Men using Facebook to become sperm donors: Pride Angel website warns users against unreliable dealers

The concern is growing over the increasing number of men using Facebook to advertise that they are sperm donors.

And a major donor website has now come out to warn women not to turn to strangers on social media in their bid to conceive.

Men using Facebook to become sperm donors: Pride Angel website warns users against unreliable dealers

It comes after James MacDougall was mentioned this week as offering his services to lesbians despite having a genetic condition that can be inherited.

Camera icon James MacDougall – a sperm donor who fathered 15 children with lesbian credit: delivered/delivered.

The 37-year-old has fathered 15 children, despite knowing his fragile X syndrome can lead to learning disabilities, seizures, and autistic traits in offspring.

On the Pride Angel website, which connects couples, lesbians, and single women with donors, the number of men offering services has doubled in less than five years.

And the site has had to ban many “super sperm donors” like Mr. MacDougall and those who try to “naturally” donate sperm by offering women sex.

Pride Angel founder Erika Tranfield said: “We know there are Facebook dads and men who have Excel spreadsheets recording the data on how many children they have”.

They go from area to area, have a lot of bravadoes, and it can be a bit like an addiction.

They are happy to spread their genes, their seed.

However, these men are in the minority, and we are doing everything we can on the website to try and prevent them from registering. We are considering offering genetic testing for sperm in the future.

Family court judge, Ms. Justice Lieven, lifted MacDougall’s anonymity to prevent others from using him as a donor after he launched a legal battle over access to four of the children he fathered.

He insists he “did a good thing” despite not telling the women he had a genetic condition.

Following the case, Pride Angel revealed it has seen its sperm donor membership rise from just 504 men in 2011 to 4,938 this year.

The meteoric rise means experts fear a similar increase in men offering their services for free through social media, as Mr. MacDougall did.

They could offset the drop in sperm donors through fertility clinics in the UK after the pandemic, with just 671 registrations in 2020, compared to 776 the year before.

An online sperm donor, Simon Watson, claims to have fathered more than 800 children, including 18 twins.

He has even offered to pass his samples to women in supermarket parking garages.

While Mr.
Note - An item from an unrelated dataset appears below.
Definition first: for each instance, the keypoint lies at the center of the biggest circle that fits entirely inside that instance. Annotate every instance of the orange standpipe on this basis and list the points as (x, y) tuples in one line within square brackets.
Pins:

MacDougall fathered 15 children, men who give sperm to licensed clinics can only donate to up to ten families to minimize the number of children they can have.

This reduces the risk of two children from the same sperm donor entering into a relationship and committing incest unknowingly because they do not know they are related.

Clinics are overseen by the fertility regulator, the Human Fertilization and Embryology Authority (HFeA).

That means they are required by law to screen semen for infections such as HIV and hepatitis and hereditary diseases.

Experts warn of the risk of sexual assault for women who find donors online, with some men seeking to abuse women they know are desperately seeking a child.

A spokesperson for the HFeA said: “While donating sperm outside an accredited center is not illegal, our advice is always that it is safer for fertility patients using donor sperm to receive treatment at an accredited clinic”“.

Lori J. Kile
I love to write and create. I love photography, design, travel and art. I am a full time freelance writer and photographer.I am very excited to be creating new content and opportunities for my readers.